## Data Visualization

- Pie Chart: Compare Percentages
- Bar Chart: Compare Scores across groups
- Histogram: Show frequency of values/value range
- Line Chart: Show trend of Scores
- Scatter Plot: Show Relationship between a pair of Scores
- Map: Show Geo Distribution of data

|Type|Variable Y|Variable X|
|:--:|:--:|:--:|
|Pie Chart|Fractions|None|
|Bar Chart|Numbers|Categories|
|Histogram|Integer|Categories/Value Range|
|Line Chart|Numbers|Time/Date/Period|
|Scatter Plot|Numbers|Numbers|
|Map|Latitude|Longtitude|

###  Sign up for Plot.ly

1. Sign up for Plot.ly: https://plot.ly/Auth/login/?action=signup#
2. Get your API token: Settings -> API Keys -> Regenerate Key -> Copy your newly created key
3. Save your API key somewhere

<div class="alert alert-block alert-warning">
**<b>Reminder</b>** Free account can only call Plot.ly API 100 times per day and generate up to 25 graphs.</div>

In [None]:
import plotly.plotly as py      #Import library and give it an abbreviated name
import plotly.graph_objs as go  #go: graph object
from plotly import tools

py.sign_in('USER NAME', 'API TOKEN') #fill in your user name and API token

***

## Pie Chart

In [None]:
labels = ['Female','Male']
values = [40,20]

trace = go.Pie(labels=labels, values=values)
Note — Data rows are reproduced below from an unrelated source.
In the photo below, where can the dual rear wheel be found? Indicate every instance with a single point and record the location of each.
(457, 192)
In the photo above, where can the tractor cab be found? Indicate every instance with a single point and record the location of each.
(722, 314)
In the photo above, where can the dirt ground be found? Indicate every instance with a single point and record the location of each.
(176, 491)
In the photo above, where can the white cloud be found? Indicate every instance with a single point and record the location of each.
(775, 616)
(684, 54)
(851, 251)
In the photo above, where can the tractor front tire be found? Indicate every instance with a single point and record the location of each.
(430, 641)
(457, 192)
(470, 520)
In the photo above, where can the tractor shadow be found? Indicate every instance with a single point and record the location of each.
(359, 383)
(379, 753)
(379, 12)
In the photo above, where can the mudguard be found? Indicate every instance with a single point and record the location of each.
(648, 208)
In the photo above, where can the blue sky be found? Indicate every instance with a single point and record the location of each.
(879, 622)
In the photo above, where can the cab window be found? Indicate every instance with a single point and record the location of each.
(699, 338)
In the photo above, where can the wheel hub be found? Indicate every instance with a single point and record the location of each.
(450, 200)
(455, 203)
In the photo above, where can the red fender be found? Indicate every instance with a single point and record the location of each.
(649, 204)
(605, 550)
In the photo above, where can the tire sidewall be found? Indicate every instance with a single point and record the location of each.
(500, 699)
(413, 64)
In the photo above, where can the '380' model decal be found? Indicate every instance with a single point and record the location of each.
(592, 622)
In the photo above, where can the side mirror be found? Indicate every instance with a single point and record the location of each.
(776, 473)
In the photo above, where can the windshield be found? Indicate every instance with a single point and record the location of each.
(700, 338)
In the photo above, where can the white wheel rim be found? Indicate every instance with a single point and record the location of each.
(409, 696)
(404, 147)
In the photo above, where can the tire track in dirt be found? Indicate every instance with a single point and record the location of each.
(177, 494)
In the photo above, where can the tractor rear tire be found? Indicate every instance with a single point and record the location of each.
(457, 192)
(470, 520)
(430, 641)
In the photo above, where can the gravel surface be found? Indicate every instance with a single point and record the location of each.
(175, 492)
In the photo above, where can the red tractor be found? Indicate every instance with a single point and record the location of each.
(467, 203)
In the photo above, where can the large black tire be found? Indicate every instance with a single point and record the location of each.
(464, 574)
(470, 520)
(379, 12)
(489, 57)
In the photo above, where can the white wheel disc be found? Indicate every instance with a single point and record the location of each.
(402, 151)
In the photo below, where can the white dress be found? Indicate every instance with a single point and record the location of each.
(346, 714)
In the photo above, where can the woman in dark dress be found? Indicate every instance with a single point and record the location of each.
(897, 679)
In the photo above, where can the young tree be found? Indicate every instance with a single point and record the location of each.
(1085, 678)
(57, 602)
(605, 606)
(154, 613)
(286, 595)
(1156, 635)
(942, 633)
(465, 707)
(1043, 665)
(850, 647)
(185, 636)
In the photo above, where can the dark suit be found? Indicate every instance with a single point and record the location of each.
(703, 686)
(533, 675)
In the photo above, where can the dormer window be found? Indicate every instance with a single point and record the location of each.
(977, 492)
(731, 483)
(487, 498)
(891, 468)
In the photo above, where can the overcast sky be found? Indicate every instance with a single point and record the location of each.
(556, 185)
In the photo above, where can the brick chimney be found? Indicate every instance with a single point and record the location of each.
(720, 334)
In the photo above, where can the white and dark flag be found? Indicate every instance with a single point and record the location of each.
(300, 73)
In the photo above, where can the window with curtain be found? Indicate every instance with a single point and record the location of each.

py.iplot([trace], filename='pie_chart')

In [None]:
#change data labels by re-defining parameter "textinfo"
labels = ['Female','Male']
values = [40,20]

trace = go.Pie(labels=labels, values=values, textinfo='label+value')

py.iplot([trace], filename='pie_chart')

In [None]:
#change color setting by re-defining "marker" parameter
labels = ['Female','Male']
values = [40,20]

trace = go.Pie(labels=labels, values=values, marker={'colors':['red','blue']})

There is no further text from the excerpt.